Um levantamento do Building the Metaverse indica que mais de 160 grandes empresas estão envolvidas na construção do metaverso. No fundo, elas estão envolvidas na construção de uma nova Internet. Há três décadas apenas, a gente estava começando a monetizar a Web. Vendendo anúncios em sites de buscas (eu, aliás, era um empreendedor ganhando dinheiro assim). E meu trabalho estava em mostrar às pessoas e empresas que existia um mundo com telas além da televisão. Depois, no banco Original, que esse mundo cabia no bolso (celular) e que sua carteira já não precisava ser física (o banco não era mais a agência física). O salto daqui para frente é completamente maior. Ao quebrar barreiras entre o físico e digital, os seres humanos poderão se satisfazer 100% do metaverso. Viver outro entorno.

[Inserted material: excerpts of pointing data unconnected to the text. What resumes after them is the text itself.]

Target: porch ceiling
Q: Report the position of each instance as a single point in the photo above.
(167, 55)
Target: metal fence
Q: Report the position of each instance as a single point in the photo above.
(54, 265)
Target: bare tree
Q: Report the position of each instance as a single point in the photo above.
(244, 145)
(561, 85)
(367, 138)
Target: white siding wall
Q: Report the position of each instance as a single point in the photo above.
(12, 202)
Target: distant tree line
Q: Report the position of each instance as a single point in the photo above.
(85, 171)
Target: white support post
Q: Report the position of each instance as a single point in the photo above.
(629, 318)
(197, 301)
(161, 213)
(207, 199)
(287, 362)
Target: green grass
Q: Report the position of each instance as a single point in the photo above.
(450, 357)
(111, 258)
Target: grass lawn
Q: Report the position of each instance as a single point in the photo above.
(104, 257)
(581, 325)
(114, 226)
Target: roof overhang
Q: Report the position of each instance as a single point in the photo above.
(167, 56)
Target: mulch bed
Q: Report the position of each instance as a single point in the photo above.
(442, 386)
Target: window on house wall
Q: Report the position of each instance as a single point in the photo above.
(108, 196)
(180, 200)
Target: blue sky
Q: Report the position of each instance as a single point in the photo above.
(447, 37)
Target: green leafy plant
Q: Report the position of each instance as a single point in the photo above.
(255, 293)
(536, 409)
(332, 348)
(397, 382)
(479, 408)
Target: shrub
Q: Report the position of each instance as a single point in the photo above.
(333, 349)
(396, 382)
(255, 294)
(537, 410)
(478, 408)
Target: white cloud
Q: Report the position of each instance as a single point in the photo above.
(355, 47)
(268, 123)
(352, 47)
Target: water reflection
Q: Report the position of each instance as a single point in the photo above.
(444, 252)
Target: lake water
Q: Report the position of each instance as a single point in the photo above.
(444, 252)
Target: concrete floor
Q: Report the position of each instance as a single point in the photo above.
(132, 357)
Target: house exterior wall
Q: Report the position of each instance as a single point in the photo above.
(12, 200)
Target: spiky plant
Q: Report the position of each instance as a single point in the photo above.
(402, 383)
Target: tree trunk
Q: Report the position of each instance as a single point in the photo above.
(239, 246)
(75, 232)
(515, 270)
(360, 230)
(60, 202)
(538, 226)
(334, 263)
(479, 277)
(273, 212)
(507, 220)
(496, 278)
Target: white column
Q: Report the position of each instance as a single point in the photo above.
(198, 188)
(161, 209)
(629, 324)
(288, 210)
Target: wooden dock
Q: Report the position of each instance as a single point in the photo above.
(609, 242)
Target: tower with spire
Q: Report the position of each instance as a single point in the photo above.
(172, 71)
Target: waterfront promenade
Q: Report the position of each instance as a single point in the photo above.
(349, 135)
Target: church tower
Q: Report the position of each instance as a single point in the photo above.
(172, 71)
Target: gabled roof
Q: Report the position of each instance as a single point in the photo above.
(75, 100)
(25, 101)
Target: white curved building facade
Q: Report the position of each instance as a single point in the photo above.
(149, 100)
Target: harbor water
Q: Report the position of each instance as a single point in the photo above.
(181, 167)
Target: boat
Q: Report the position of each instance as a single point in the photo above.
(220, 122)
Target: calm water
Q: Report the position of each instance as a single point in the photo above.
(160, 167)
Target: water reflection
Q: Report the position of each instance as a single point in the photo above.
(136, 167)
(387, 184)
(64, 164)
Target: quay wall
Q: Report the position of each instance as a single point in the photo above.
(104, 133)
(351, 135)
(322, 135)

Inclusive esquecendo de que um dia alguém os pediu “para se conectarem” ou “se digitalizarem”. Já imaginou um mundo onde até a palavra “conectividade” deixaria de fazer sentido?
Este artigo foi produzido por Guga Stocco, membro do Conselho de Administração do Banco Original, Totvs, Vinci e Grupo Soma, fundador da Futurum Capital e colunista da MIT Technology Review Brasil.